Un dossier très médiatisé, qualifié de “procédure test”, qui pourrait établir un précédent pour des milliers d’autres affaires similaires à travers les États-Unis.
Au cœur de la plainte se trouve le témoignage de Kaley G.M., une jeune femme de 20 ans. Elle raconte avoir été exposée à YouTube dès l’âge de 6 ans et avoir ouvert son compte Instagram à 11 ans. Son usage compulsif des plateformes a contribué à des problèmes graves de santé mentale : dépression, anxiété et idées suicidaires, des symptômes malheureusement partagés par de nombreuses autres familles.

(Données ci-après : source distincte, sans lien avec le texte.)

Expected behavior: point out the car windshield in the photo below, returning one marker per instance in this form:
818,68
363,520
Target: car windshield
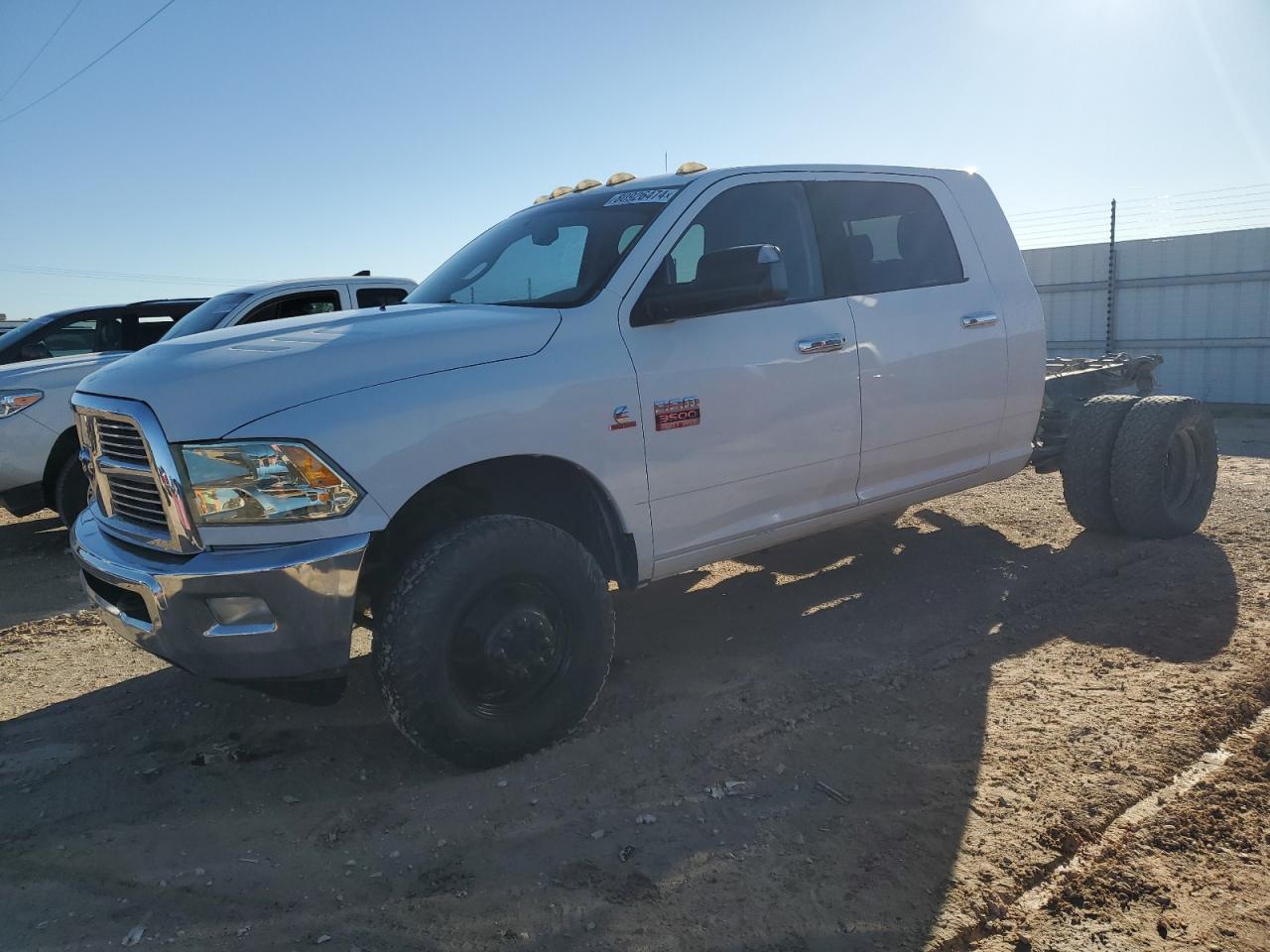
207,315
556,254
17,335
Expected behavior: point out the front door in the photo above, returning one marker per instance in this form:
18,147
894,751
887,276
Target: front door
751,416
933,347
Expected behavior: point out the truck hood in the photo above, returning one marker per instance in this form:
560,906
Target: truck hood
207,385
54,372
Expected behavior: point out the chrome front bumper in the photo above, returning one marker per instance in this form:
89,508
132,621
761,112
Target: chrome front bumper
236,615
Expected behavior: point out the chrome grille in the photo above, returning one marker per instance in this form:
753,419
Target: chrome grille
121,440
132,493
140,497
136,499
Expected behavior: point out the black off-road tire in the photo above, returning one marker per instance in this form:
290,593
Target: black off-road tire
1086,461
1164,470
423,619
70,490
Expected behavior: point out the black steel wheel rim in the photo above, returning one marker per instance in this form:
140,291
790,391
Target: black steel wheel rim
508,648
1182,468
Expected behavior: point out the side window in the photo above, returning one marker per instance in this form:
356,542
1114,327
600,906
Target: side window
76,338
148,329
721,245
379,298
295,306
879,236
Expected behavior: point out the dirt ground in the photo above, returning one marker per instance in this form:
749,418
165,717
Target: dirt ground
888,738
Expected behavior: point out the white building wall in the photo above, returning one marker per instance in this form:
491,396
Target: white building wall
1202,301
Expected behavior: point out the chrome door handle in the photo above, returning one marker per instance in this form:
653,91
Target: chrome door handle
978,320
820,345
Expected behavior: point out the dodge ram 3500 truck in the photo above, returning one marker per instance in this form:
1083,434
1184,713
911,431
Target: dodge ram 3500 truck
620,382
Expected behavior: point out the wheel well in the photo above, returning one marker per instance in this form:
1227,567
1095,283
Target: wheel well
64,447
536,486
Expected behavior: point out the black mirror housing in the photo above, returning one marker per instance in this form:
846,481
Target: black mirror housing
729,280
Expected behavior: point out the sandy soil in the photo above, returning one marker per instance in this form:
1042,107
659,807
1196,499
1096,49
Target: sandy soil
875,739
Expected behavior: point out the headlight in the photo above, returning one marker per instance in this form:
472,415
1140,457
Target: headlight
14,402
263,481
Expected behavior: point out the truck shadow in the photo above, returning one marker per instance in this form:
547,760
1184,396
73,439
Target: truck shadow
860,660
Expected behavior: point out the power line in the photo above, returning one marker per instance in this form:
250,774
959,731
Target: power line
122,276
40,53
80,72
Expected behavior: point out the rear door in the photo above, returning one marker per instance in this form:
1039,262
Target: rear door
933,348
751,416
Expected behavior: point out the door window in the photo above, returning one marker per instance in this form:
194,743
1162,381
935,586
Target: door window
761,213
148,329
879,236
295,306
380,298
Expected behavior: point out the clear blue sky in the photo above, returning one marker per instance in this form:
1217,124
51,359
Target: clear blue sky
245,140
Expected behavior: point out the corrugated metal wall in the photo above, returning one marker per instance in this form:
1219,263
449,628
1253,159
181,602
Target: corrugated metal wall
1202,301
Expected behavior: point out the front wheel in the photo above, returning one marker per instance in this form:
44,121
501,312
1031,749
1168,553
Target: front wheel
70,492
495,640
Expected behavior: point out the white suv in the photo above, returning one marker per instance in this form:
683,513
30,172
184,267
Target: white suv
39,451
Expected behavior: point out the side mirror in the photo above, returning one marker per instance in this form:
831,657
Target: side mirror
729,280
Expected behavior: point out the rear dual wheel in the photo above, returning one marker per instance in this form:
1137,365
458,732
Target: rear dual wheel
1146,467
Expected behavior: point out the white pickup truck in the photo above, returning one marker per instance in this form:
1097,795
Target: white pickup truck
620,382
48,358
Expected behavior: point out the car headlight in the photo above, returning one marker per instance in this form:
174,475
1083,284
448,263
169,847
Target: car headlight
263,481
14,402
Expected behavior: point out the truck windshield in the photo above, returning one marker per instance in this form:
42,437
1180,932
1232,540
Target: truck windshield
207,315
556,254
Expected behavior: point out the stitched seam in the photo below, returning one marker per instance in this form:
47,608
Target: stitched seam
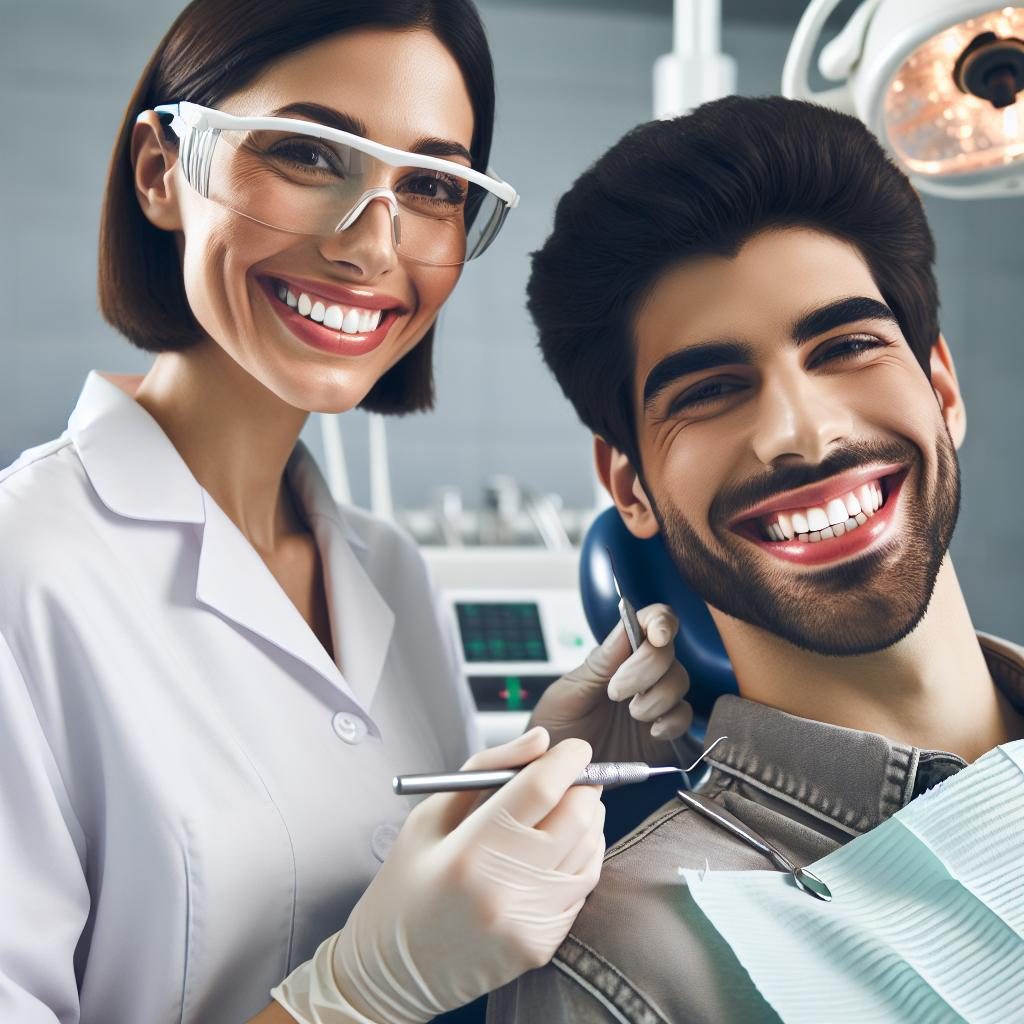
587,986
629,841
10,472
625,988
785,798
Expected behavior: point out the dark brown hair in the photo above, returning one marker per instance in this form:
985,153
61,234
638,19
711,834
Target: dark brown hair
702,184
214,48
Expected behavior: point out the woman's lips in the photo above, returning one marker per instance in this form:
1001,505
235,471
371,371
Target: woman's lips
323,338
880,526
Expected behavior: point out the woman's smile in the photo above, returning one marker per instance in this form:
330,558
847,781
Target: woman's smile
331,317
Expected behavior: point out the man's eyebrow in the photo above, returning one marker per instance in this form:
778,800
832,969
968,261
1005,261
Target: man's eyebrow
427,146
714,353
840,312
691,360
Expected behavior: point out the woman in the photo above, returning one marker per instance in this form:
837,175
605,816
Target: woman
209,673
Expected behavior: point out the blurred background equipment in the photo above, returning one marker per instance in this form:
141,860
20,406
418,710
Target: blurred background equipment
940,82
497,482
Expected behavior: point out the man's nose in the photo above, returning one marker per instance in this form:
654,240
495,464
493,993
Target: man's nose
367,245
798,417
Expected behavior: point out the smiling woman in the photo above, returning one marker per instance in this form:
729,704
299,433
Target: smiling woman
209,672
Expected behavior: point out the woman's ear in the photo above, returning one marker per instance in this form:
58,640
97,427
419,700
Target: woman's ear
156,186
623,483
946,390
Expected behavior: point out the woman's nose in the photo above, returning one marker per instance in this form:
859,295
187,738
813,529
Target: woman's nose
799,417
367,244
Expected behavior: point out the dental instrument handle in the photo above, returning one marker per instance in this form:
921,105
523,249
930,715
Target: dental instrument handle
606,773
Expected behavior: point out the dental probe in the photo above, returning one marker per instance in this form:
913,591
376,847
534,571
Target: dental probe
606,773
636,637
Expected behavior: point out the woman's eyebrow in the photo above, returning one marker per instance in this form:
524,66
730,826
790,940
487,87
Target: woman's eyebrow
427,146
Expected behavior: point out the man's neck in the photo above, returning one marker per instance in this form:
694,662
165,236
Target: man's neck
932,689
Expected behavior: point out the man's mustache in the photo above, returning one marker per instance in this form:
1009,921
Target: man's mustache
729,503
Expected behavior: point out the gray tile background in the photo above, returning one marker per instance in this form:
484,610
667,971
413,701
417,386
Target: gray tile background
572,76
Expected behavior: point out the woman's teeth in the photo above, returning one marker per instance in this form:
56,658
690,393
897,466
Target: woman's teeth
824,522
347,320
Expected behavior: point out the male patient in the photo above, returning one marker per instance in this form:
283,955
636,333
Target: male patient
740,305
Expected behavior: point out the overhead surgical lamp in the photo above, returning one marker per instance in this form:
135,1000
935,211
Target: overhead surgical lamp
939,82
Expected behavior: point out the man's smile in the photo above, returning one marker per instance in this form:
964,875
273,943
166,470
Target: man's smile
836,518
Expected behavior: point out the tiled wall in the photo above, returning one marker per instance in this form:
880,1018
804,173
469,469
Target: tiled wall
568,85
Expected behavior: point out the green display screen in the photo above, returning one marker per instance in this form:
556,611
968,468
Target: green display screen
501,631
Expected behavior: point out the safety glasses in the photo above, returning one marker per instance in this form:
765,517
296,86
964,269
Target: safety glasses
305,178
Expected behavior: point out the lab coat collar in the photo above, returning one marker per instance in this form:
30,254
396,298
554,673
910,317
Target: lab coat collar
130,462
137,473
363,622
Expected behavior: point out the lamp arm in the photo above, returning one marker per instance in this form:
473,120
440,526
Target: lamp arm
798,60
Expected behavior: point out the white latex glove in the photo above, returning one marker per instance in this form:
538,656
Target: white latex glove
469,897
590,702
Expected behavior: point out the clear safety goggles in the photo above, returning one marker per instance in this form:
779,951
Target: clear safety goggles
305,178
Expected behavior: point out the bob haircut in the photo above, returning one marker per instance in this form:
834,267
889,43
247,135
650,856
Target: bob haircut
214,48
701,185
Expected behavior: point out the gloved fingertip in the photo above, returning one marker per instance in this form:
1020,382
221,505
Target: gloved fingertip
531,735
659,633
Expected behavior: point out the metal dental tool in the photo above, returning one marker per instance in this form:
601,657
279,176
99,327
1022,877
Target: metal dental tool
606,773
804,878
636,637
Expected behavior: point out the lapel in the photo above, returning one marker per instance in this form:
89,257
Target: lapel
361,621
137,473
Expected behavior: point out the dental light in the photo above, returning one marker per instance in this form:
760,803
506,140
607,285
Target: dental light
939,82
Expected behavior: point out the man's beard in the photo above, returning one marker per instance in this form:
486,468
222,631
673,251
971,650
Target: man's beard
857,606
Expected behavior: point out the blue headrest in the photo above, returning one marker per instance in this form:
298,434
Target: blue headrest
647,574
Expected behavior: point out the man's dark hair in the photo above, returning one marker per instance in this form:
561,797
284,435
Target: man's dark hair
701,185
214,48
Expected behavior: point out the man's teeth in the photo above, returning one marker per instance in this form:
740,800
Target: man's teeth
822,522
347,320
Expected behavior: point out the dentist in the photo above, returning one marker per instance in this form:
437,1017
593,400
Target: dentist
209,673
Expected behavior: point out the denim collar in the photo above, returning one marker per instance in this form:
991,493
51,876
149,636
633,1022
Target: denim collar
851,779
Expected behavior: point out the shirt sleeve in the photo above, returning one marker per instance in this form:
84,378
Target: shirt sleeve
44,898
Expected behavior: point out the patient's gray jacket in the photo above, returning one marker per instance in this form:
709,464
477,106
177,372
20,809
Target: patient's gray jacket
641,951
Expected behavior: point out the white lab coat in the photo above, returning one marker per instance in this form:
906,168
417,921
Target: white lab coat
193,795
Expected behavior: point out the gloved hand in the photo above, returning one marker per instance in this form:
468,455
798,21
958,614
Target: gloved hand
590,702
469,897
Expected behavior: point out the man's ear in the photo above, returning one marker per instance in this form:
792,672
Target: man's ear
946,390
623,482
156,185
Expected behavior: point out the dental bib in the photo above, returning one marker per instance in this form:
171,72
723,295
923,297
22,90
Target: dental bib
927,919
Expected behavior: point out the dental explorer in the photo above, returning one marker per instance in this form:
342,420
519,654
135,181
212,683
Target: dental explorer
606,773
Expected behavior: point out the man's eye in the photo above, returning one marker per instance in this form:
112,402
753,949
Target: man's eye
848,348
704,394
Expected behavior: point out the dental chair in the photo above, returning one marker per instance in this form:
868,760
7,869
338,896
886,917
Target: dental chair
646,576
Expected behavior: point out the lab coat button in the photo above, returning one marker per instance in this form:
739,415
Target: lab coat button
349,728
382,841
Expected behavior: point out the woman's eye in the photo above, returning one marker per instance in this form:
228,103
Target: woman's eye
307,156
704,394
438,188
848,348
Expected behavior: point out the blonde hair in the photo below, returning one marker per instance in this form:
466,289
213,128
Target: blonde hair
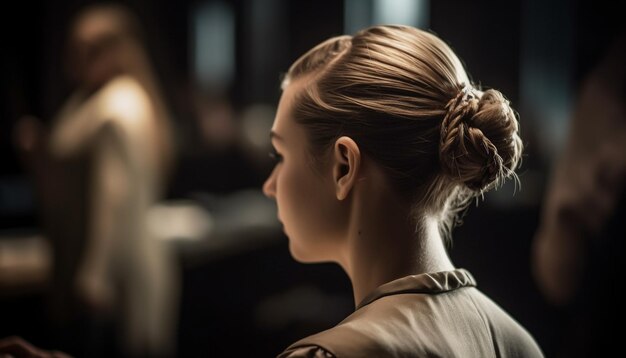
405,98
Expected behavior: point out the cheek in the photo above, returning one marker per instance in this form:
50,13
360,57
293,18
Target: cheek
308,210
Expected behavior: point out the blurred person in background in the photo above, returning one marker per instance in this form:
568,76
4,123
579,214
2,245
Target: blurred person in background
381,140
579,249
103,163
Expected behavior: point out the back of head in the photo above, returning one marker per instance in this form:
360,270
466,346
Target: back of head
403,95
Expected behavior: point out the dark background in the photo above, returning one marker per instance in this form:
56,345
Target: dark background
498,41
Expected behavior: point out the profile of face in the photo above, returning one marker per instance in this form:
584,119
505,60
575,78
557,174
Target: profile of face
94,41
304,191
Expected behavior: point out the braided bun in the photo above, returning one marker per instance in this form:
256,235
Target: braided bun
479,144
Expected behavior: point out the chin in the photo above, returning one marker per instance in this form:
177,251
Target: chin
301,255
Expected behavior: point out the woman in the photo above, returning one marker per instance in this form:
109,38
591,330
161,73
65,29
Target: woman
100,167
381,140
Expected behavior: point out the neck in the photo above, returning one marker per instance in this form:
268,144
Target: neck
385,244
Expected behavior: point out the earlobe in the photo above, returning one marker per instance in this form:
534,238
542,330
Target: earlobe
346,166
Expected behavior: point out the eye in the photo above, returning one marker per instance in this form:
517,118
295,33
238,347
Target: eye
276,158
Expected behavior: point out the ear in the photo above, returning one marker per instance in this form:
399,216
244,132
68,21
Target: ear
346,166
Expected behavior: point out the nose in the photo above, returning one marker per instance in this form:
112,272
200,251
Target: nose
269,187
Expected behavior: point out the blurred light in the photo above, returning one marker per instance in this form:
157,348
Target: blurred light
213,44
361,14
546,73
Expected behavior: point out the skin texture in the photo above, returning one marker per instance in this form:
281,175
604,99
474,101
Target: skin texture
342,209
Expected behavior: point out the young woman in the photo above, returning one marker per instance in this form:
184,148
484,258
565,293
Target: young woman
381,139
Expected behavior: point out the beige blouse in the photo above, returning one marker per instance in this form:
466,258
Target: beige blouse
438,314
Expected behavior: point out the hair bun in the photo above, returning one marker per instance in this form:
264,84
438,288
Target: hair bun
479,144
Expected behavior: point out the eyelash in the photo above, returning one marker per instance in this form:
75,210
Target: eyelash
277,158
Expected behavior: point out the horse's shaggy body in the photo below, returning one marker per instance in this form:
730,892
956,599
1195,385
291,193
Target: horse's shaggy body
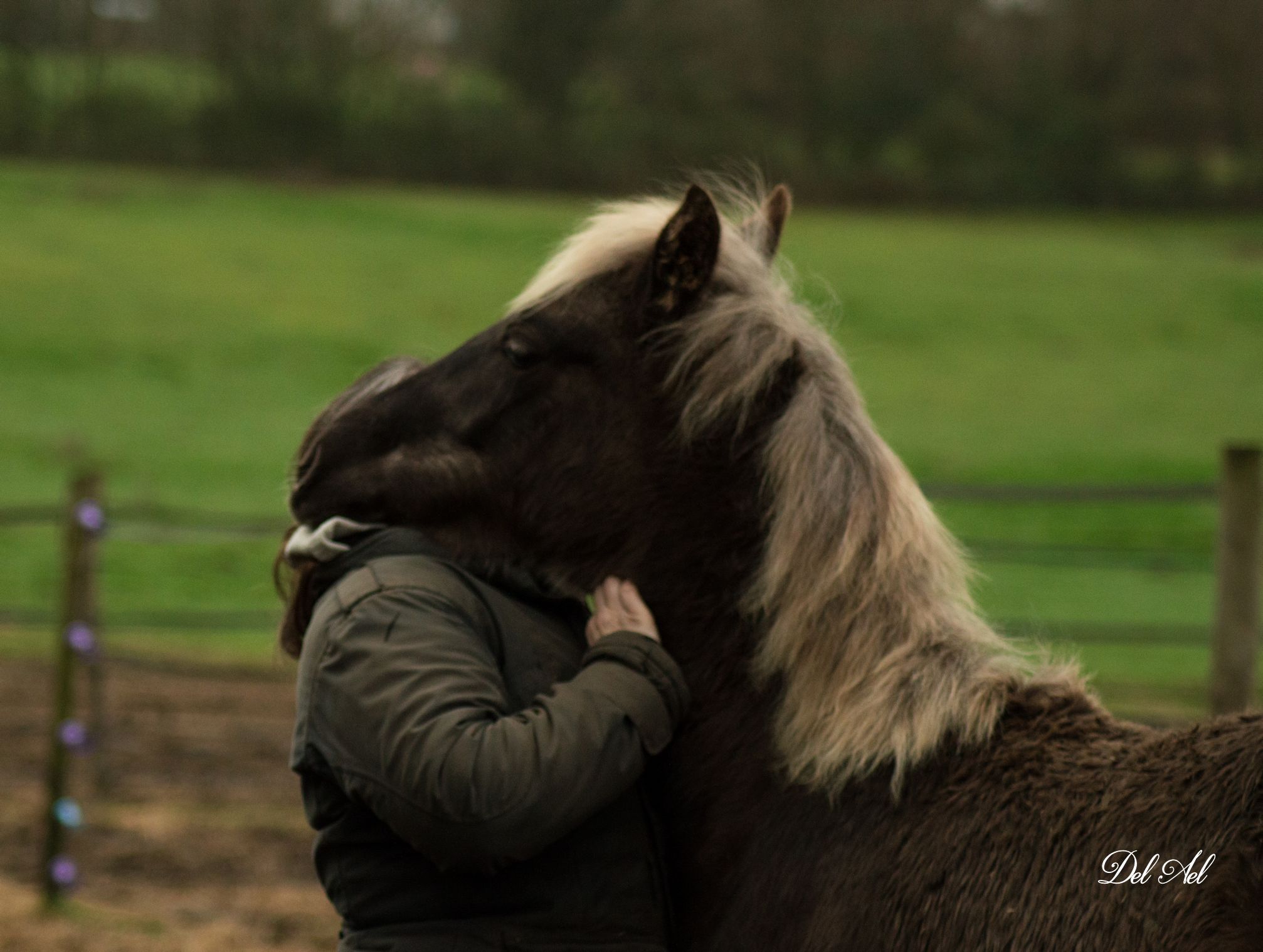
868,766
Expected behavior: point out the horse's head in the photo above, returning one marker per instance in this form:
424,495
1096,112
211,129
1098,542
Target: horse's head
545,437
657,405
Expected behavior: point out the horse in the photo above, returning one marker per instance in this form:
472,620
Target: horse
867,763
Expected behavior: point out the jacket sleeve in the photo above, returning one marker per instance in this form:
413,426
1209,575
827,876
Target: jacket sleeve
411,712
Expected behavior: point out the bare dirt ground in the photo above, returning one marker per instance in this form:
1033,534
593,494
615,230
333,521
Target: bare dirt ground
201,845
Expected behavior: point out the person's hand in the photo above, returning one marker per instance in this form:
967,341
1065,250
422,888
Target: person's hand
619,609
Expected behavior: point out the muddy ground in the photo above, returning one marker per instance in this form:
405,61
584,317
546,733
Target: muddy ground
201,844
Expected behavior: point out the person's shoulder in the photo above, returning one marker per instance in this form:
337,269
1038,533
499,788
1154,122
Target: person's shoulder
410,583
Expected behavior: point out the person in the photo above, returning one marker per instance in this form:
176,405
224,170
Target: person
472,750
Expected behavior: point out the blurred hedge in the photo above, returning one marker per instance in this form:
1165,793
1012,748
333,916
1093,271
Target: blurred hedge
853,103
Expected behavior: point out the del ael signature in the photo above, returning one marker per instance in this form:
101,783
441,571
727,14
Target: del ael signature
1123,867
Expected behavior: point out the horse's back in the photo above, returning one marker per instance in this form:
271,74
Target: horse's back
1006,846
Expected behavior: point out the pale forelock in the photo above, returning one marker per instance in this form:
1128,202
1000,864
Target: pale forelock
862,594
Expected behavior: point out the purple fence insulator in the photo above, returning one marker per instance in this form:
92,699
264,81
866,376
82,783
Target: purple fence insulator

L’avocat de Kaley, Mark Lanier, accuse Meta et Google de « fabriquer des addictions dans les cerveaux des jeunes », pointant du doigt des pratiques telles que les algorithmes de recommandation, les notifications incessantes et la lecture automatique des vidéos. Il les compare aux techniques employées par l’industrie du tabac pour rendre ses consommateurs dépendants. Ces accusations s’appuient sur un document interne présenté au tribunal, lequel révèle que Meta avait établi des objectifs de temps d’utilisation pour les adolescents, visant 40 minutes par jour en 2023, et 46 minutes pour 2026. Mark Zuckerberg, fondateur de Meta, a tenté de minimiser ces chiffres, les qualifiant d’indicateurs de satisfaction. Toutefois, ce document a fragilisé sa défense, dévoilant que peu d’adolescents utilisaient les fonctions permettant de limiter leur temps d’écran.
Ce procès a des répercussions bien au-delà des États-Unis. En Europe, la France a récemment adopté une loi interdisant l’accès aux réseaux sociaux pour les moins de 15 ans, prévue pour entrer en vigueur dès 2026. Au Gabon, les autorités politiques et la société civile mènent également des discussions sur la régulation des plateformes numériques, soulignant l’importance d’une action globale.
Les enjeux sont énormes. Si les accusations de dépendance sont confirmées, cela pourrait remettre en cause la manière dont les réseaux sociaux sont conçus et régulés dans le monde entier. Ce procès pourrait bien redéfinir les responsabilités des plateformes numériques, tout en offrant une nouvelle perspective sur les conséquences sur la santé mentale et la protection des jeunes utilisateurs.